In the enterprise, it’s crucial to analyze all of your data, not just some of it. This principle was a driving force for us as we designed our hybrid cloud data analytics software Vantage to leverage 100% of a company’s data. We knew that this level of visibility would be the best way for enterprise leaders to see connections that couldn’t be identified otherwise.
2. Make Data Open and Accessible
Organizations and teams within the same enterprise are always going to be protective of their data, but when a global crisis threatens everyone’s lives and livelihoods, that territorial instinct fades quickly. How can you encourage similar levels of access and collaboration on business-critical projects, even without a global pandemic?
Making data accessible begins with your governance, which should do more than just ensure integrity and security. Your governance must be developed as part of your broader data analytics management strategy. Consider creating a layered data architecture that allows you to keep control of your metadata, such as your business rules and definitional criteria, while still freeing your people to access data in an agile manner. You can open up raw, unstructured data sets to the technical data scientist, for example, but create more structured and automated interfaces for the business analyst. Both roles will still have the autonomy they need to work with the same data and uncover insights, while your data security and integrity will stay intact.
3. Encourage Community Feedback and Sharing
Even though participants in Kaggle’s CORD-19 Challenge are competing for prize money, they still openly discuss tools and approaches that others may find helpful as they develop their data science projects. The Kaggle participants are also submitting feedback regularly to the organizers about making the Challenge run more smoothly.
The enterprise can create this same level of community and support by creating a culture of continuous learning, where sharing ideas and working across functions is rewarded. At Teradata, we have a platform called Transcend that contributes significantly to our culture of collaborative learning. Our people use Transcend to safely experiment with our own corporate data and see what other teams have tried in the common endeavor to optimize our products and services for our customers’ needs.
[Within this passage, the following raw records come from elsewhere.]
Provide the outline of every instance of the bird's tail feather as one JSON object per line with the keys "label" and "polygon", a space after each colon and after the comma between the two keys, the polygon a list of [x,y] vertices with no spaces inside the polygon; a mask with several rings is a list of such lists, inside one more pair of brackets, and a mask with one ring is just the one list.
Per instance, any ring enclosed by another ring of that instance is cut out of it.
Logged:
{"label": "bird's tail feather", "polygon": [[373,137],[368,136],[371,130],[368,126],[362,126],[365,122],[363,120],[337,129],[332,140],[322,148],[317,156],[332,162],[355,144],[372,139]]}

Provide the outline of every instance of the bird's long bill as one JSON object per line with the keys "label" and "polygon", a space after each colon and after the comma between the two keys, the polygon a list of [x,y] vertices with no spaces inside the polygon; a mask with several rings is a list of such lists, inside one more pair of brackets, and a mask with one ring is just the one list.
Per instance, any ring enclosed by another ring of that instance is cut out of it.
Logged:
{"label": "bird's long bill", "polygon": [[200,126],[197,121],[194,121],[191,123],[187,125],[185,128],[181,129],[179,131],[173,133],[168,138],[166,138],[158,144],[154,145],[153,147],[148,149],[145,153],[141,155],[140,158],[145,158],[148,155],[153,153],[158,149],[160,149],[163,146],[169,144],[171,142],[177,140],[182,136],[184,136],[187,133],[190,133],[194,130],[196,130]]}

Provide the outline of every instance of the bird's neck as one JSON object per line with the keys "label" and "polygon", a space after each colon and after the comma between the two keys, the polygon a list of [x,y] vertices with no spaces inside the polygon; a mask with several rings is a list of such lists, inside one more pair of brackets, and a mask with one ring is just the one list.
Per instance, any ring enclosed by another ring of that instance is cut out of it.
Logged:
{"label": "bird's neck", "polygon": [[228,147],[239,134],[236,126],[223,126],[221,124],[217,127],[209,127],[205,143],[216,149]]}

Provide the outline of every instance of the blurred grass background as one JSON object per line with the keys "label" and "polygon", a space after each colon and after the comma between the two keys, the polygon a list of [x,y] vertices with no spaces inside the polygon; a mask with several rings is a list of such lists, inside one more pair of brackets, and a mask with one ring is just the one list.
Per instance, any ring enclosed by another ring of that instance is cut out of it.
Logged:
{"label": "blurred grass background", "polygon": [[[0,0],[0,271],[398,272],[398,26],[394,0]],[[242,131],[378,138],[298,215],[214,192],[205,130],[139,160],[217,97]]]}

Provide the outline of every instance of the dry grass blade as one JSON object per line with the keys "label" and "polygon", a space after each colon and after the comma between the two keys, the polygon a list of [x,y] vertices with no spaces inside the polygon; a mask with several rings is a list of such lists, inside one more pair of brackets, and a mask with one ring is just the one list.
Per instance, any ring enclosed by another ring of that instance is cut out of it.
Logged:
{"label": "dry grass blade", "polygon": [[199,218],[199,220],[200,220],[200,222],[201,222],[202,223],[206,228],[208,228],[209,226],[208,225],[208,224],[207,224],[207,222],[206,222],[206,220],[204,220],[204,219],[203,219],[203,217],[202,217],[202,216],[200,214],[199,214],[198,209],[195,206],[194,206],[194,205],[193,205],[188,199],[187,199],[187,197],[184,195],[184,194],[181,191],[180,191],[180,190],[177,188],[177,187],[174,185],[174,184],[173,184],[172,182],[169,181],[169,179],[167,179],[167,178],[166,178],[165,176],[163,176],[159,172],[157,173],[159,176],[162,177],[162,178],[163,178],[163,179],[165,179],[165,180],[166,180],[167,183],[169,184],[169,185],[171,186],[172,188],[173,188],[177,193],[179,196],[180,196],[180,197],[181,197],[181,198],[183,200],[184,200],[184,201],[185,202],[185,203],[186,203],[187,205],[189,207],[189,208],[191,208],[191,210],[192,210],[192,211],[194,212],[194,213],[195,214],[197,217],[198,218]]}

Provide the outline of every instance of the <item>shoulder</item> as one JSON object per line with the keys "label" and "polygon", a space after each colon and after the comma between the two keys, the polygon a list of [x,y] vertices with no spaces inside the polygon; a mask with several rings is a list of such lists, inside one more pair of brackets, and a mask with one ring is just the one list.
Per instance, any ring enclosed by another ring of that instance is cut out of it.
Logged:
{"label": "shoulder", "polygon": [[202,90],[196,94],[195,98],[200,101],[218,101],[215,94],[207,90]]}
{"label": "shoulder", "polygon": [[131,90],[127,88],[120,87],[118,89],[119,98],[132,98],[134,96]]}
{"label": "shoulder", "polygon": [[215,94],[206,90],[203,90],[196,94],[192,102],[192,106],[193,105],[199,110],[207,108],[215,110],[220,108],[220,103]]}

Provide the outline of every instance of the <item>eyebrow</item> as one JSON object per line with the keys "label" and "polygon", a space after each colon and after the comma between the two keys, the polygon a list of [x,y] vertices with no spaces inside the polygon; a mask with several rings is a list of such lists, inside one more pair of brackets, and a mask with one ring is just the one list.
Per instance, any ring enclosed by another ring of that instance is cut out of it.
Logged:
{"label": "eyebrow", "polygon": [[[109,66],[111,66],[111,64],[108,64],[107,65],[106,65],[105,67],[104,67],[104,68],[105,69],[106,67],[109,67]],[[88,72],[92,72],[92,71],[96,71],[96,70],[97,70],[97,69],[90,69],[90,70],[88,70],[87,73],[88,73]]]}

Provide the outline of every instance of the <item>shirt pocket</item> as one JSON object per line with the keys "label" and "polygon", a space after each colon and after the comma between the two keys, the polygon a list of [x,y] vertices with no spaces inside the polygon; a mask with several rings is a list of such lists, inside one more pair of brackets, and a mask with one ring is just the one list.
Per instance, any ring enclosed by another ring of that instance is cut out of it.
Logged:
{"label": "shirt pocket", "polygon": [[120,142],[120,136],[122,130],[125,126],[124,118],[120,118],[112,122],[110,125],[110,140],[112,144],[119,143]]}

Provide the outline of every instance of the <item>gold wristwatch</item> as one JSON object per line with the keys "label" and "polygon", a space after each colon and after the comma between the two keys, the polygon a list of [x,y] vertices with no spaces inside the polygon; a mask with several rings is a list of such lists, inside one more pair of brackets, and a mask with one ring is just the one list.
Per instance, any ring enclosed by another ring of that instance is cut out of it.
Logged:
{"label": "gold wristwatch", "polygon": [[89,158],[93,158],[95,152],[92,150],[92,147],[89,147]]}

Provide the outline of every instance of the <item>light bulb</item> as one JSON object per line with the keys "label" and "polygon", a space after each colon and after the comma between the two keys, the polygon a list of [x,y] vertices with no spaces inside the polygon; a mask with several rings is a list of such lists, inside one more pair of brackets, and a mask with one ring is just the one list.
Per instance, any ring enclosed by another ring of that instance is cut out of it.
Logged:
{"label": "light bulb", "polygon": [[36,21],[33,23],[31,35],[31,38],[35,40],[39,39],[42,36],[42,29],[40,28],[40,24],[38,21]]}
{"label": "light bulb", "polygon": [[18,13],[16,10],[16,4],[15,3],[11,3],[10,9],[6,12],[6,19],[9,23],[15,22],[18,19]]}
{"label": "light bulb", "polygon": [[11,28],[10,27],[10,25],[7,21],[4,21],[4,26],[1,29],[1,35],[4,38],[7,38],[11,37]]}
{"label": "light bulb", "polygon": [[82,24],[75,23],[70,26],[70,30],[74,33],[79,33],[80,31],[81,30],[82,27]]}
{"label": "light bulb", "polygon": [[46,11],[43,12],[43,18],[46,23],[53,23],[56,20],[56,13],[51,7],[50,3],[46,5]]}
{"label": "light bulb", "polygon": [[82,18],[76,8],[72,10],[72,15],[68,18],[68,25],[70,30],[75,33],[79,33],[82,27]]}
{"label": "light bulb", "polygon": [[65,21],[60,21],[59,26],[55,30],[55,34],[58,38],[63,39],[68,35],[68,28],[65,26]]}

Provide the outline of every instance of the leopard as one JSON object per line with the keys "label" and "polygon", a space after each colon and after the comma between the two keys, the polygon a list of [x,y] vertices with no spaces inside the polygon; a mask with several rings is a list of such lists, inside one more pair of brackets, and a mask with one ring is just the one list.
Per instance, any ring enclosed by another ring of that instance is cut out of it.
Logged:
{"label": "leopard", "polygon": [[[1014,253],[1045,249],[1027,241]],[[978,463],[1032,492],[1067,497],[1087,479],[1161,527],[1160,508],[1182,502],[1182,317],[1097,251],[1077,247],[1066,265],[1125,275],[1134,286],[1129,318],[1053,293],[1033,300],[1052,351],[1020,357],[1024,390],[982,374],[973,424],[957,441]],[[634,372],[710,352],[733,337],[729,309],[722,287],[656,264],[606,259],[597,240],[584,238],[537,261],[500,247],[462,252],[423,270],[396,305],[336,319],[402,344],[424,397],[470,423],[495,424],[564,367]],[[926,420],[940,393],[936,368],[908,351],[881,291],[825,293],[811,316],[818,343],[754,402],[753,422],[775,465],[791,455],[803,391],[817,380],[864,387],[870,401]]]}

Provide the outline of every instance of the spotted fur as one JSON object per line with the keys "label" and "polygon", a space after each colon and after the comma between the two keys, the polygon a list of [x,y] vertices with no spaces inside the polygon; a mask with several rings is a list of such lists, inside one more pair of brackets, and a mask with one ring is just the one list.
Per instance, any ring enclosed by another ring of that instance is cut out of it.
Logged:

4. Integrate and Share Data to Invite Discovery
Putting data in context is a crucial step on the path towards helping a community discover answers. Johns Hopkins University engineers understood this early on in the outbreak when they built the widely circulated COVID-19 Global Map showing real-time case data around the world.
Presenting data in the context of its scale or comparison to other familiar anchor values can reveal answers that data in isolation could never uncover. That’s why integrating data sets and types and giving data scientists the tools to visualize and communicate data context are so important. It’s through providing this context, often through data visualizations that are easy to understand at a glance, that data scientists have helped the public understand the virus’ threat and take action to slow its spread.
The Responsibility of a Data Scientist
While data scientists aren’t on the frontlines of this pandemic in the same ways that essential workers are, they still have a critical role to play — even a civic duty — to fight it. Data scientists can apply their expertise in cleaning, integrating, modeling, and communicating about data to shed light on complex questions. Whenever data is a major sticking point (and it frequently is), the data scientist can remove roadblocks to understanding.
Enterprise leaders, in turn, have a responsibility to remove the roadblocks standing in the way of anyone in the organization who could discover answers in data. For a company with a thriving learning culture, when the path is cleared to make a meaningful difference, many people often do.